Chapter 19

Ten Things You Can Do in R That You Would’ve Done in Microsoft Excel

In This Chapter

arrow Performing calculations and other operations on data

arrow Going beyond what you can do in a spreadsheet

The spreadsheet is probably one of the most widely used PC applications — and for good reason: Spreadsheets make it very easy to perform calculations and other operations on tabular data. But spreadsheets pose some risks as well: They’re easy to corrupt and very difficult to debug.

The good news is, you can use R to do many of the same things you used to do in spreadsheets. In R, you use data frames to represent tabular data. R has many functions, operators, and methods that allow you to manipulate and calculate on data frames. This means that you can do just about anything (and more) in R that you would’ve done in Microsoft Excel, LibreOffice Calc, or your favorite spreadsheet application.

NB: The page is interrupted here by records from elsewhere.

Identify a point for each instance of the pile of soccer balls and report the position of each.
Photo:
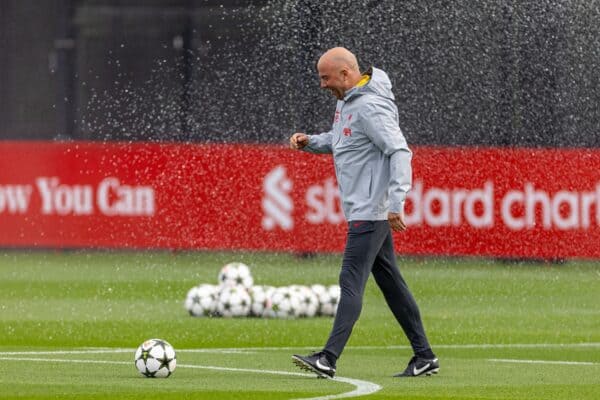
(237, 296)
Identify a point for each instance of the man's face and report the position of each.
(333, 78)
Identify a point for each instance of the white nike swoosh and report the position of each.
(321, 366)
(419, 371)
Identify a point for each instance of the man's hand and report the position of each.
(298, 140)
(397, 221)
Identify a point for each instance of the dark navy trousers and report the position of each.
(370, 249)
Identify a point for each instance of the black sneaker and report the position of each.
(315, 362)
(418, 366)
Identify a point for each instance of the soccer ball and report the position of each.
(234, 301)
(236, 273)
(155, 358)
(201, 301)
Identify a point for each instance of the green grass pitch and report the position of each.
(70, 323)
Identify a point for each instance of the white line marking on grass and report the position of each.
(506, 360)
(362, 388)
(405, 347)
(251, 350)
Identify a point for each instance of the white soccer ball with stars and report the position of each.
(234, 274)
(155, 358)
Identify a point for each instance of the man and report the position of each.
(372, 164)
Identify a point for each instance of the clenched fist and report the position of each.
(298, 140)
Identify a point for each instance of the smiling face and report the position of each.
(333, 78)
(338, 71)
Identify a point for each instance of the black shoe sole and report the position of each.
(308, 367)
(427, 373)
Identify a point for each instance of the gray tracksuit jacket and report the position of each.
(371, 157)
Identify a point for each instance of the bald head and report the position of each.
(338, 71)
(339, 57)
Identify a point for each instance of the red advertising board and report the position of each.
(536, 203)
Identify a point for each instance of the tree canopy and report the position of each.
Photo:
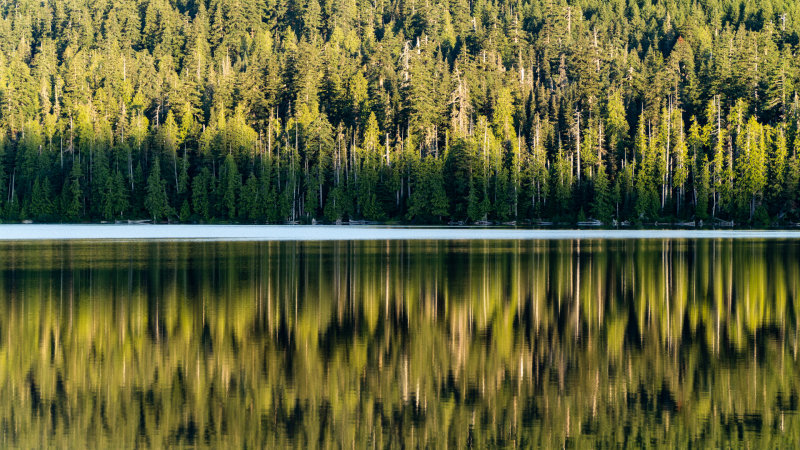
(498, 110)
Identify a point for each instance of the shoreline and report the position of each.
(114, 232)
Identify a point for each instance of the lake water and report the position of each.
(392, 343)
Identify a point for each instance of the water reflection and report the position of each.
(399, 343)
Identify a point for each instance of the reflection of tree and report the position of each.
(269, 344)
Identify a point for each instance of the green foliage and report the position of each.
(156, 200)
(345, 102)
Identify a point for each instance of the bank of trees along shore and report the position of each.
(423, 111)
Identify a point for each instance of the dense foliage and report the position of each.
(424, 111)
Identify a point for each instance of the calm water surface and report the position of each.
(401, 343)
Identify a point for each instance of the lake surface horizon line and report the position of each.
(39, 232)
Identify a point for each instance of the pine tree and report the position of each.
(156, 200)
(229, 184)
(601, 206)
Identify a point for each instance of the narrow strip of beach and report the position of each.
(38, 232)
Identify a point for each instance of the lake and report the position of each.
(391, 343)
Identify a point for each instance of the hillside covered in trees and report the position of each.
(424, 111)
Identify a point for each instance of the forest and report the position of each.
(401, 111)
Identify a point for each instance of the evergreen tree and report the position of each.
(156, 200)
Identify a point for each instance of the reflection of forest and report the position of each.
(392, 343)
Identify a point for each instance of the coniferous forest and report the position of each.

In this chapter, we offer some pointers on functions that you can explore in R, most of which are covered earlier in this book. In most cases, we provide some sample code but not the results. Try these examples yourself, and remember to use the R Help documentation to find out more about these functions.

Adding Row and Column Totals

One task that you may frequently do in a spreadsheet is calculating row or column totals. The easiest way to do this is to use the functions rowSums() and colSums(). Similarly, use the functions rowMeans() and colMeans() to calculate means.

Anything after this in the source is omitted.